Lecturas domingo 16 agosto 2026
Primera lectura: Isaías 56, 1. 6-7
1. Así dijo Señor: Guardad derecho, y haced justicia: porque cercana está mi salud para venir, y mi justicia para manifestarse.
6. Y á los hijos de los extranjeros que se allegaren á Señor para ministrarle, y que amaren el nombre de Señor para ser sus siervos: á todos los que guardaren el sábado de profanarlo, y abrazaren mi pacto,
7. Yo los llevaré al monte de mi santidad, y los recrearé en mi casa de oración; sus holocaustos y sus sacrificios serán aceptos sobre mi altar; porque mi casa, casa de oración será llamada de todos los pueblos.
Palabra de Dios.
Segunda lectura: Romanos 11, 13-15. 29-32
13. Porque á vosotros hablo, Gentiles. Por cuanto pues, yo soy apóstol de los Gentiles, mi ministerio honro,
14. Por si en alguna manera provocase á celos á mi carne, é hiciese salvos á algunos de ellos.
15. Porque si el extrañamiento de ellos es la reconciliación del mundo, ¿qué será el recibimiento de ellos, sino vida de los muertos?
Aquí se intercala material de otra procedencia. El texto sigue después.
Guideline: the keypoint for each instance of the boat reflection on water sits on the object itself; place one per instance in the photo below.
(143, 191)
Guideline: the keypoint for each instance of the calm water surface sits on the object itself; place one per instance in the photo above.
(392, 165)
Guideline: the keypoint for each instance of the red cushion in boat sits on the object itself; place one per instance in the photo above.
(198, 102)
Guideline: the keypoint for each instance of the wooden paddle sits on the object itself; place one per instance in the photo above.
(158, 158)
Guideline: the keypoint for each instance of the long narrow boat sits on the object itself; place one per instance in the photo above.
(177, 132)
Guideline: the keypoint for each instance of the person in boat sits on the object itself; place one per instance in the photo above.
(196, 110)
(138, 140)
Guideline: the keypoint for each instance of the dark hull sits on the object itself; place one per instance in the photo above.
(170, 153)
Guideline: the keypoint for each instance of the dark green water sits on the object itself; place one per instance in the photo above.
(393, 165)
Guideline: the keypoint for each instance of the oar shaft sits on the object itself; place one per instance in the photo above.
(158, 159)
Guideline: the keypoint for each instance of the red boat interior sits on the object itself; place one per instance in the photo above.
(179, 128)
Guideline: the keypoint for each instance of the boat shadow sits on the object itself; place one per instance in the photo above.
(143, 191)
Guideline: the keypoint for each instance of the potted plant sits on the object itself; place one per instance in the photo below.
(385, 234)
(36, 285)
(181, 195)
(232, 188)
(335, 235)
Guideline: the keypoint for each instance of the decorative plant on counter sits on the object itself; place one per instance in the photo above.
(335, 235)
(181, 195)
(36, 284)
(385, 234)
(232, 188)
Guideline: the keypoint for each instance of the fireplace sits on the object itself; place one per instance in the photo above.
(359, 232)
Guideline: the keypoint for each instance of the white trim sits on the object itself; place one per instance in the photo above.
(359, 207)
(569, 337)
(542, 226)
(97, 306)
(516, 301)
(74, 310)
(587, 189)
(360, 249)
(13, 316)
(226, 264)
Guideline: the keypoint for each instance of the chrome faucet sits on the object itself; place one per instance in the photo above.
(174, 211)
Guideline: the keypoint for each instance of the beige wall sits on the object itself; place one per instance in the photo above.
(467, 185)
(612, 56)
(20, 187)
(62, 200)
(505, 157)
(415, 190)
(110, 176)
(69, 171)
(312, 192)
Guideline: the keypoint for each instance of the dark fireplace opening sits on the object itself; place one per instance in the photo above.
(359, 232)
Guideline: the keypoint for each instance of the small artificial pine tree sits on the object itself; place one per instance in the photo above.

29. Porque sin arrepentimiento son las mercedes y la vocación de Dios.
30. Porque como también vosotros en algún tiempo no creísteis á Dios, mas ahora habéis alcanzado misericordia por la incredulidad de ellos;
31. Así también éstos ahora no han creído, para que, por la misericordia para con vosotros, ellos también alcancen misericordia.
32. Porque Dios encerró á todos en incredulidad, para tener misericordia de todos.
Palabra de Dios.
Textos bíblicos: Reina-Valera 1909, edición de dominio público. La numeración del salmo puede variar entre ediciones.
Respuesta: Oh Dios, que te alaben todos los pueblos.
Dios tenga misericordia de nosotros, y nos bendiga; haga resplandecer su rostro sobre nosotros.
Para que sea conocido en la tierra tu camino, en todas las gentes tu salud.
Alégrense y gócense las gentes; porque juzgarás los pueblos con equidad, y pastorearás las naciones en la tierra.
Alábente los pueblos, oh Dios; todos los pueblos te alaben.
Bendíganos Dios, y témanlo todos los términos de la tierra.
21. Y saliendo Jesús de allí, se fué á las partes de Tiro y de Sidón.
22. Y he aquí una mujer Cananea, que había salido de aquellos términos, clamaba, diciéndole: Señor, Hijo de David, ten misericordia de mí; mi hija es malamente atormentada del demonio.
23. Mas él no le respondió palabra. Entonces llegándose sus discípulos, le rogaron, diciendo: Despáchala, pues da voces tras nosotros.
24. Y él respondiendo, dijo: No soy enviado sino á las ovejas perdidas de la casa de Israel.
25. Entonces ella vino, y le adoró, diciendo: Señor, socórreme.
26. Y respondiendo él, dijo: No es bien tomar el pan de los hijos, y echarlo á los perrillos.
27. Y ella dijo: Sí, Señor; mas los perrillos comen de las migajas que caen de la mesa de sus señores.
28. Entonces respondiendo Jesús, dijo: Oh mujer, grande es tu fe; sea hecho contigo como quieres. Y fué sana su hija desde aquella hora.
Palabra del Señor.
Texto bíblico: Reina-Valera 1909, edición de dominio público.
Reflexión de la lectura
Isaías abre la casa de oración a todos los pueblos y san Pablo contempla una misericordia que alcanza a todos. La fe no puede convertirse en un espacio cerrado donde solo caben quienes se parecen a nosotros.
La Palabra nos invita a unir justicia y acogida. Podemos preguntarnos si nuestras comunidades, familias y actitudes ayudan a otros a acercarse a Dios o, por el contrario, levantan barreras innecesarias.
Reflexión del salmo
El salmo convierte la bendición recibida en deseo de bendición para todas las naciones. No pedimos el bien solamente para nosotros.
Agradecer lo que Dios nos da puede ensanchar el corazón para pedir también por personas y pueblos distintos de los nuestros.
Reflexión del Evangelio
La mujer cananea no se deja vencer por el silencio ni por las barreras. Su amor por su hija y su confianza la mantienen delante de Jesús.
Su perseverancia nos enseña a seguir presentando nuestras necesidades a Dios sin convertir la espera en desesperanza. También nos recuerda que la fe puede aparecer con una fuerza sorprendente allí donde menos la esperamos.